Debt has long been if not a hot political topic in the UK, then at least one which is generally on simmer. A slew of high-profile companies running into trouble, Brexit and the long-awaited hike in interest rates has turned up the heat on the issue. Here, therefore, is a quick overview of the key debt-related topics in the UK.
Possibly the most politically-sensitive of 2017 corporate catastrophes is the fact that both Lloyds and RBS have elected to close some of their branches. So has Yorkshire Building Society but it didn’t receive a taxpayer-funded bailout. While this move is understandable given that many people prefer to use the internet instead of going into a branch, the change still has the power to raise hackles given that it’s highly unlikely that many people will have forgotten that these banks were controversially handed tax money when they were in financial difficulties. Similarly, it’s hard to imagine many tears being shed for Sports Direct, which is still in business but saw its net debt more than double from £182M to £471M. Toys R Us might get rather more sympathy but is still set to close about a third of stores as part of a company voluntary agreement (a measure to try to stave off bankruptcy). While it may be the struggles of larger companies which make the headlines, smaller businesses were hardly happy about the rate rises earlier this year, although the Chancellor has since taken action to mitigate them somewhat. Behind the business headlines, there are the lives of real people trying to make ends meet and facing an uncertain future.

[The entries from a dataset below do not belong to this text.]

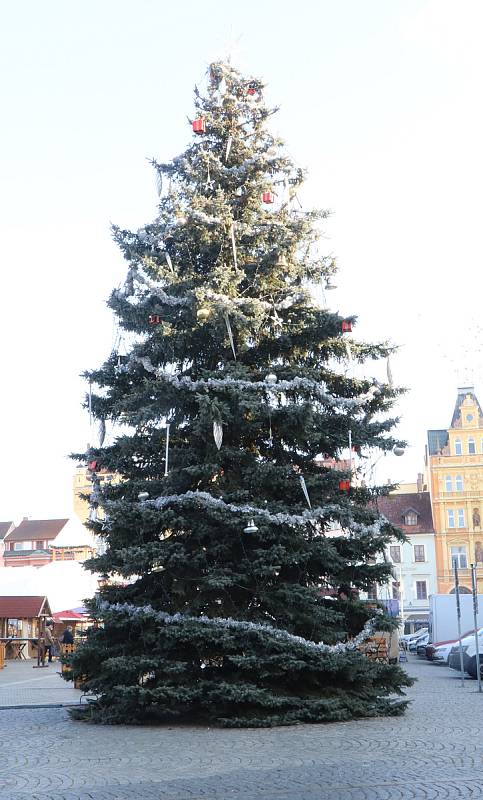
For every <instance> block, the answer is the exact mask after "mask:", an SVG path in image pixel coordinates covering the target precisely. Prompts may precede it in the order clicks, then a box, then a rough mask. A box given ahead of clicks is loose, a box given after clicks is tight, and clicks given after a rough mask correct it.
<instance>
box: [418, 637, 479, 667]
mask: <svg viewBox="0 0 483 800" xmlns="http://www.w3.org/2000/svg"><path fill="white" fill-rule="evenodd" d="M474 633H475V632H474V630H471V631H465V632H464V633H463V635H462V637H461V638H462V639H463V638H464V637H466V636H469V635H470V634H473V636H474ZM458 641H459V640H458V639H448V640H447V641H444V642H431V643H430V644H428V645H426V658H427V659H428V661H433V662H434V663H435V664H446V666H447V665H448V659H449V655H450V653H451V650H452V648H453V647H454V645H456V644H458Z"/></svg>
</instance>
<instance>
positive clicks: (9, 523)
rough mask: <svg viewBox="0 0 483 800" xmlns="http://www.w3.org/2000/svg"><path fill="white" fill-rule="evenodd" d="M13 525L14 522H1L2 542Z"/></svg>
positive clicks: (0, 538) (0, 533) (1, 535)
mask: <svg viewBox="0 0 483 800" xmlns="http://www.w3.org/2000/svg"><path fill="white" fill-rule="evenodd" d="M12 525H13V522H0V541H1V540H2V539H4V538H5V536H6V535H7V533H8V532H9V530H10V528H11V527H12Z"/></svg>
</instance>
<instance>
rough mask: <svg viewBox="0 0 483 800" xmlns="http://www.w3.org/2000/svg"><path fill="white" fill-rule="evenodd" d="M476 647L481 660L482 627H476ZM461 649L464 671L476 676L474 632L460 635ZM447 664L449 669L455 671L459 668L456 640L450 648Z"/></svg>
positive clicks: (470, 674)
mask: <svg viewBox="0 0 483 800" xmlns="http://www.w3.org/2000/svg"><path fill="white" fill-rule="evenodd" d="M478 649H479V651H480V654H481V655H480V662H481V660H482V659H481V656H482V655H483V628H478ZM461 650H462V651H463V669H464V671H465V672H467V673H468V675H470V676H471V677H472V678H476V645H475V634H474V633H470V634H469V635H468V636H462V637H461ZM448 666H449V667H450V669H454V670H456V671H457V672H459V671H460V669H461V662H460V646H459V641H457V642H456V643H455V644H454V645H453V647H452V648H451V652H450V654H449V659H448ZM470 670H471V671H470Z"/></svg>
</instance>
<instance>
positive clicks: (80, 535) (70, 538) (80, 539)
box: [50, 517, 95, 548]
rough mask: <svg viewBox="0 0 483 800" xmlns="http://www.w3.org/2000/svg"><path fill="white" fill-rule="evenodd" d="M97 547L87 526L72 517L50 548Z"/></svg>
mask: <svg viewBox="0 0 483 800" xmlns="http://www.w3.org/2000/svg"><path fill="white" fill-rule="evenodd" d="M86 546H87V547H92V548H94V547H95V539H94V536H93V535H92V533H91V532H90V531H88V530H87V528H86V527H85V525H83V524H82V522H81V521H80V520H79V519H77V517H72V519H69V520H68V521H67V523H66V524H65V525H64V527H63V528H62V530H61V531H60V533H59V535H58V536H56V537H55V539H54V541H53V542H50V547H86Z"/></svg>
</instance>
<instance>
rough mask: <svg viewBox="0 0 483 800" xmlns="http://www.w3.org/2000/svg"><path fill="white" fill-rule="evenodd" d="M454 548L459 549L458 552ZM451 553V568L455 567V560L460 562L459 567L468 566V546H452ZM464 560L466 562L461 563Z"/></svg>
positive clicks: (458, 562) (458, 563)
mask: <svg viewBox="0 0 483 800" xmlns="http://www.w3.org/2000/svg"><path fill="white" fill-rule="evenodd" d="M453 550H457V551H458V552H457V553H454V552H453ZM450 555H451V568H452V569H453V568H454V562H455V560H456V561H457V562H458V569H467V567H468V558H467V555H466V547H465V546H464V545H455V546H454V547H451V548H450ZM461 562H464V563H461Z"/></svg>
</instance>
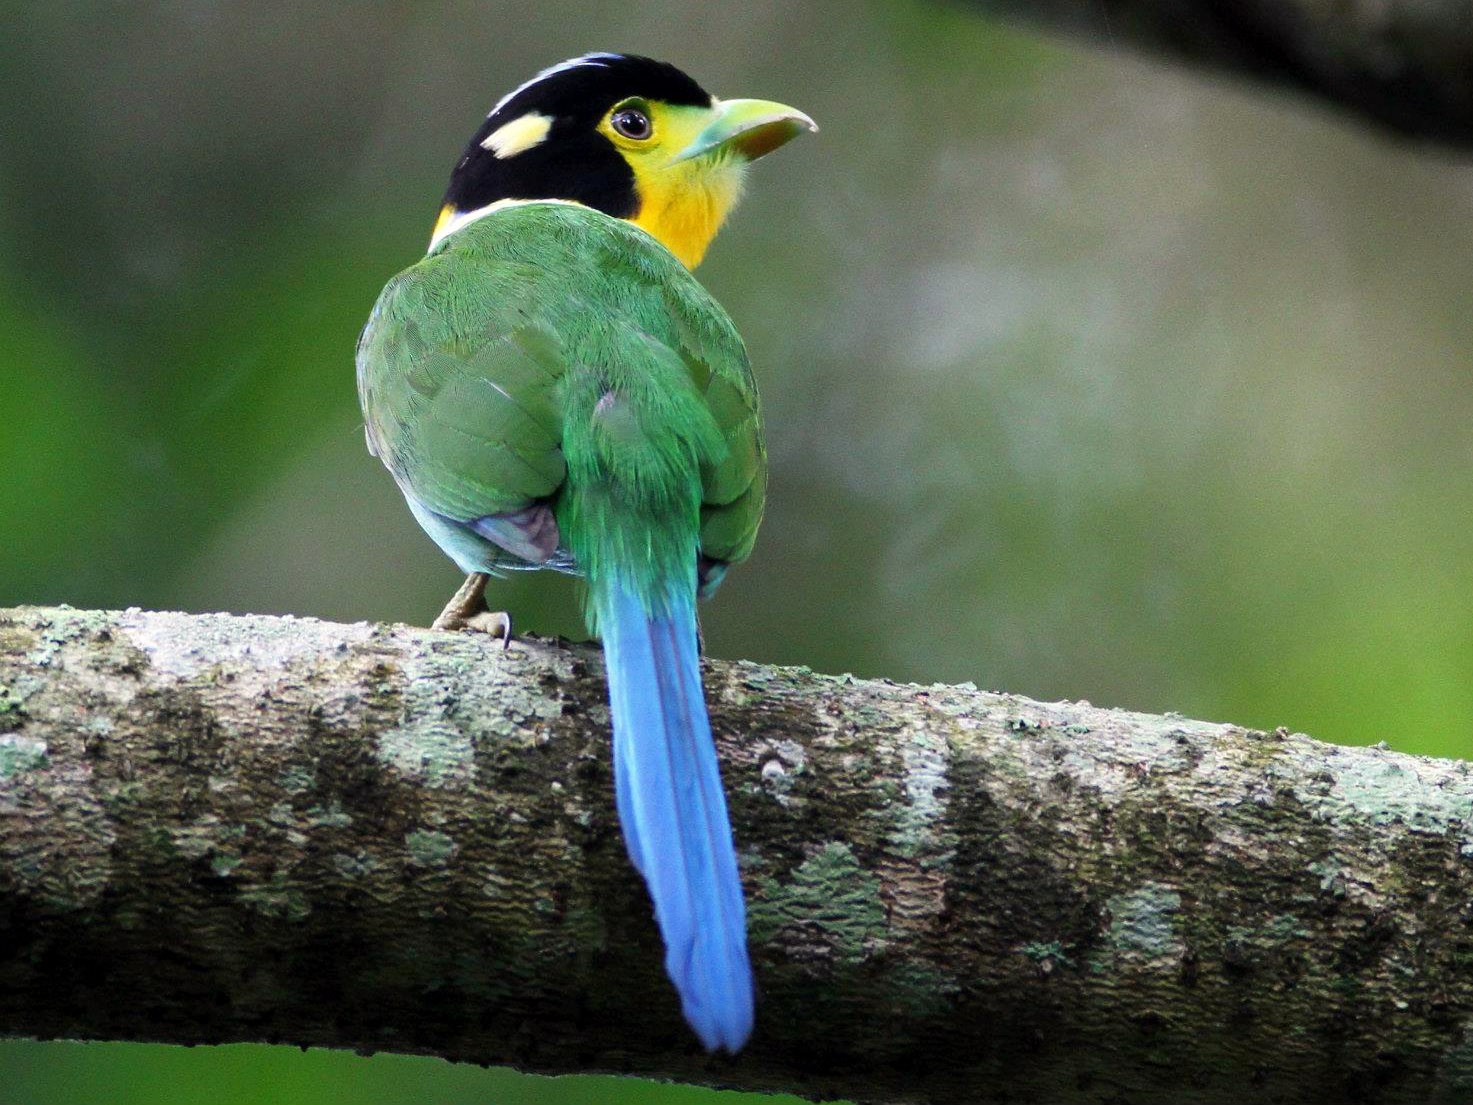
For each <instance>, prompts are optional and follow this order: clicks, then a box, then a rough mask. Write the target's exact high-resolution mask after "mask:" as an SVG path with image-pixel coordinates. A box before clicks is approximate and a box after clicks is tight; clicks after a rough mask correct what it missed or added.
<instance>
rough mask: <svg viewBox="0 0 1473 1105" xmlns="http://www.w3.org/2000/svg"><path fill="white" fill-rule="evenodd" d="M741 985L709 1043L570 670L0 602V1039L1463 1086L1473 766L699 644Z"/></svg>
mask: <svg viewBox="0 0 1473 1105" xmlns="http://www.w3.org/2000/svg"><path fill="white" fill-rule="evenodd" d="M706 678H707V688H709V698H710V703H711V718H713V723H714V728H716V732H717V740H719V744H720V753H722V760H723V769H725V778H726V785H728V791H729V794H731V804H732V815H734V819H735V829H737V840H738V844H739V853H741V857H742V865H744V875H745V883H747V893H748V900H750V928H751V940H753V950H754V962H756V969H757V977H759V986H760V992H762V1000H760V1008H759V1027H757V1033H756V1036H754V1039H753V1043H751V1046H750V1048H748V1050H745V1052H744V1053H742V1055H741V1056H739V1058H737V1059H713V1058H707V1056H704V1055H703V1053H700V1050H698V1049H697V1048H695V1046H694V1043H692V1037H691V1034H689V1033H688V1031H686V1028H685V1025H683V1024H682V1021H681V1015H679V1011H678V1008H676V1002H675V997H673V993H672V990H670V987H669V986H667V983H666V980H664V977H663V972H661V968H660V947H658V936H657V934H655V931H654V928H653V925H651V921H650V911H648V906H647V903H645V897H644V891H642V885H641V884H639V881H638V878H636V875H635V874H633V872H632V871H630V868H629V865H627V862H626V860H625V856H623V847H622V844H620V838H619V831H617V827H616V821H614V815H613V796H611V782H610V768H608V740H607V723H608V722H607V710H605V707H604V687H602V666H601V662H600V654H598V651H597V650H595V648H591V647H586V645H572V647H570V645H564V644H557V642H545V641H535V639H523V641H518V642H516V644H514V645H513V647H511V648H510V650H508V651H502V650H501V648H499V647H496V645H495V644H492V642H489V641H485V639H479V638H474V636H468V635H465V636H457V635H449V634H436V632H430V631H420V629H409V628H405V626H373V625H351V626H345V625H328V623H323V622H314V620H299V619H277V617H231V616H224V614H205V616H190V614H171V613H138V611H127V613H102V611H77V610H65V608H55V610H53V608H19V610H10V611H0V1034H12V1036H41V1037H50V1036H66V1037H84V1039H127V1040H172V1042H181V1043H209V1042H222V1040H268V1042H281V1043H296V1045H326V1046H334V1048H356V1049H365V1050H373V1049H389V1050H401V1052H429V1053H436V1055H443V1056H448V1058H452V1059H468V1061H474V1062H496V1064H511V1065H514V1067H520V1068H524V1070H533V1071H594V1070H601V1071H630V1073H638V1074H647V1076H655V1077H670V1078H681V1080H688V1081H698V1083H710V1084H728V1086H742V1087H751V1089H781V1090H791V1092H797V1093H804V1095H813V1096H846V1098H851V1099H856V1101H862V1102H1040V1104H1047V1105H1062V1104H1068V1102H1117V1104H1124V1102H1133V1104H1142V1105H1145V1104H1146V1102H1162V1104H1165V1102H1170V1104H1171V1105H1181V1104H1184V1102H1231V1105H1240V1104H1242V1102H1320V1104H1326V1105H1330V1104H1333V1102H1352V1101H1354V1102H1418V1104H1420V1102H1429V1101H1432V1102H1461V1101H1470V1099H1473V775H1470V774H1469V766H1467V765H1466V763H1460V762H1439V760H1426V759H1416V757H1411V756H1401V754H1396V753H1391V751H1386V750H1385V748H1337V747H1332V746H1326V744H1318V743H1315V741H1312V740H1308V738H1307V737H1298V735H1289V734H1286V732H1282V731H1280V732H1277V734H1264V732H1254V731H1245V729H1239V728H1234V726H1230V725H1208V723H1203V722H1192V720H1183V719H1180V718H1171V716H1165V718H1156V716H1146V715H1136V713H1124V712H1118V710H1103V709H1096V707H1091V706H1089V704H1084V703H1078V704H1069V703H1055V704H1044V703H1036V701H1028V700H1024V698H1016V697H1009V695H997V694H985V692H978V691H975V690H972V688H969V687H916V685H894V684H888V682H873V681H862V679H853V678H850V676H840V678H832V676H822V675H815V673H812V672H809V670H806V669H775V667H762V666H757V664H751V663H728V662H716V660H713V662H710V663H709V664H707V670H706Z"/></svg>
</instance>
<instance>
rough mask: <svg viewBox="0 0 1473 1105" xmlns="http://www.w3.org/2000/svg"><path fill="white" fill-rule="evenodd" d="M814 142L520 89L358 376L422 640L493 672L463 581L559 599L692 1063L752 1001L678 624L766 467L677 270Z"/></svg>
mask: <svg viewBox="0 0 1473 1105" xmlns="http://www.w3.org/2000/svg"><path fill="white" fill-rule="evenodd" d="M815 130H818V127H816V125H815V122H813V119H810V118H809V116H807V115H804V113H803V112H800V111H797V109H794V108H790V106H787V105H782V103H775V102H770V100H750V99H726V100H723V99H717V97H714V96H711V94H710V93H707V91H706V90H704V88H703V87H701V85H700V84H698V83H697V81H695V80H694V78H691V77H689V75H686V74H685V72H683V71H681V69H679V68H676V66H673V65H670V63H667V62H660V60H654V59H650V57H644V56H638V55H627V53H589V55H583V56H579V57H573V59H570V60H566V62H560V63H557V65H552V66H549V68H546V69H542V71H541V72H539V74H536V75H535V77H532V78H530V80H529V81H526V83H523V84H520V85H517V87H516V88H513V90H511V91H510V93H507V94H505V96H502V97H501V100H498V102H496V105H495V106H493V108H492V111H491V113H489V115H488V116H486V119H485V122H482V124H480V127H479V128H477V130H476V131H474V134H473V136H471V138H470V141H468V143H467V146H465V150H464V153H463V155H461V158H460V161H458V162H457V164H455V166H454V169H452V172H451V178H449V184H448V187H446V192H445V197H443V202H442V205H440V209H439V215H437V218H436V221H435V227H433V233H432V236H430V246H429V252H427V253H426V256H424V258H423V259H420V261H418V262H417V264H414V265H411V267H409V268H407V270H405V271H402V273H399V274H398V276H396V277H393V278H392V280H390V281H389V283H387V284H386V286H384V289H383V292H382V295H380V296H379V299H377V302H376V304H374V306H373V311H371V312H370V317H368V321H367V324H365V327H364V330H362V334H361V337H359V342H358V349H356V370H358V393H359V401H361V405H362V411H364V432H365V438H367V443H368V451H370V452H371V454H374V455H376V457H379V458H380V460H382V461H383V464H384V466H386V467H387V470H389V473H390V474H392V476H393V479H395V482H396V483H398V486H399V489H401V491H402V492H404V498H405V501H407V502H408V507H409V511H411V513H412V514H414V517H415V520H417V522H418V523H420V526H421V527H423V529H424V530H426V533H429V536H430V538H432V539H433V541H435V542H436V544H437V545H439V547H440V550H443V551H445V553H446V554H448V555H449V558H451V560H454V561H455V563H457V564H458V566H460V569H461V570H463V572H464V573H465V583H464V585H463V586H461V588H460V591H457V592H455V595H454V597H452V598H451V601H449V603H448V604H446V607H445V610H443V611H442V613H440V616H439V617H437V619H436V620H435V628H439V629H485V631H489V632H496V634H499V635H501V636H502V642H504V644H505V642H507V641H508V639H510V634H511V623H510V617H508V616H507V614H504V613H491V611H489V610H486V607H485V589H486V582H488V578H492V576H499V575H504V573H505V572H510V570H518V569H551V570H557V572H566V573H572V575H576V576H580V578H582V579H583V580H585V583H586V600H585V620H586V625H588V629H589V632H591V634H594V635H597V636H600V638H601V639H602V647H604V662H605V669H607V681H608V701H610V715H611V719H613V766H614V799H616V801H614V804H616V810H617V818H619V824H620V828H622V831H623V840H625V846H626V852H627V855H629V859H630V862H632V863H633V866H635V868H636V869H638V871H639V874H641V875H642V877H644V881H645V885H647V888H648V893H650V899H651V902H653V906H654V916H655V922H657V927H658V930H660V934H661V937H663V941H664V967H666V972H667V974H669V977H670V980H672V983H673V984H675V990H676V992H678V996H679V1000H681V1008H682V1012H683V1015H685V1020H686V1021H688V1024H689V1025H691V1028H692V1030H694V1031H695V1034H697V1036H698V1039H700V1040H701V1043H703V1045H704V1046H706V1049H707V1050H711V1052H716V1050H726V1052H729V1053H735V1052H738V1050H739V1049H741V1048H742V1046H744V1045H745V1043H747V1040H748V1037H750V1034H751V1030H753V1006H754V987H753V975H751V965H750V958H748V952H747V930H745V906H744V899H742V885H741V878H739V872H738V863H737V853H735V847H734V841H732V829H731V822H729V815H728V809H726V799H725V794H723V790H722V781H720V774H719V766H717V759H716V747H714V741H713V737H711V725H710V718H709V713H707V707H706V698H704V690H703V685H701V666H700V644H698V641H700V638H698V625H697V613H695V603H697V598H707V597H710V595H711V594H713V592H714V591H716V588H717V586H719V585H720V582H722V578H723V576H725V575H726V572H728V569H729V567H731V566H734V564H738V563H741V561H742V560H745V558H747V555H748V554H750V553H751V548H753V542H754V541H756V536H757V526H759V523H760V520H762V514H763V499H764V494H766V480H767V454H766V446H764V443H763V429H762V414H760V408H759V401H757V387H756V382H754V377H753V371H751V365H750V361H748V357H747V351H745V346H744V345H742V340H741V336H739V334H738V333H737V329H735V326H734V323H732V320H731V317H729V315H728V314H726V312H725V311H723V309H722V306H720V305H719V304H717V302H716V301H714V299H713V298H711V295H710V293H709V292H707V290H706V289H704V287H703V286H701V284H700V281H698V280H697V278H695V277H694V276H692V273H691V270H694V268H695V267H697V265H698V264H700V262H701V258H703V256H704V255H706V250H707V246H709V245H710V242H711V239H713V237H714V236H716V233H717V230H719V228H720V227H722V222H723V221H725V220H726V217H728V215H729V214H731V211H732V208H734V206H735V205H737V202H738V199H739V197H741V193H742V186H744V181H745V174H747V168H748V165H750V164H751V162H753V161H756V159H759V158H762V156H764V155H766V153H770V152H772V150H775V149H778V147H779V146H782V144H784V143H787V141H790V140H791V138H794V137H797V136H798V134H803V133H807V131H815Z"/></svg>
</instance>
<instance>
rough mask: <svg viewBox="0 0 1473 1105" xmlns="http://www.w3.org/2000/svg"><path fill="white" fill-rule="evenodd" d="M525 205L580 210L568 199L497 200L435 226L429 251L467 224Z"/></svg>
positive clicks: (454, 216) (527, 199)
mask: <svg viewBox="0 0 1473 1105" xmlns="http://www.w3.org/2000/svg"><path fill="white" fill-rule="evenodd" d="M527 203H566V205H567V206H570V208H582V206H583V205H582V203H577V202H574V200H570V199H498V200H496V202H495V203H488V205H486V206H483V208H476V209H474V211H457V212H455V214H454V215H451V217H449V218H448V220H445V221H443V222H440V224H439V225H436V228H435V236H433V237H432V239H430V249H435V246H437V245H439V243H440V239H442V237H445V236H446V234H454V233H455V231H457V230H460V228H461V227H464V225H465V224H467V222H474V221H476V220H480V218H485V217H486V215H493V214H495V212H498V211H505V209H507V208H520V206H524V205H527Z"/></svg>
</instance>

In years to come, Brexit may go down in history as one of the defining moments not just of this decade, but of this century. Right now it is a period of uncertainty as individuals and businesses wait to see what the future will bring and, in particular, whether or not the UK will stay in the single market. The Organisation for Economic Co-operation and Development has stated that Brexit has already negatively impacted the UK by causing the UK economy to slow while the rest of the EU is forecast to see growth over the next year. Of course, as with all predictions, the proof of the pudding is in the eating, or, in other words, it remains to be seen whether or not the OECD is correct. If it is, then the prospect of increasing financing costs, rising prices and static wages could set the stage for a debt crisis amongst both businesses and individuals.
The interest-rate hike
The Monetary Policy Committee of the Bank of England is charged with keeping inflation at exactly 2%. To allow for the fact that life happens, they are allowed to allow inflation to fluctuate within 1% of the target before they are obliged to explain themselves to the government. When inflation drops, the MPC has the option of lowering interest rates or undertaking quantitative easing, although realistically interest rates have been so low for so long that quantitative easing has been their only meaningful option. When inflation rises, however, the MPC has very little option other than to raise interest rates, even though this increases the cost of financing both mortgages and consumer debt, such as loans and credit cards. While a rise from 0.25% to 0.5% may seem insignificant on paper, the fact is that it can make a substantial difference to large loans such as mortgages and can also have a significant impact on the finances of people who are already “just about managing”. The prospect of future interest-rate rises in 2018 may go down well with those who can afford to save, but could be very bad news for borrowers.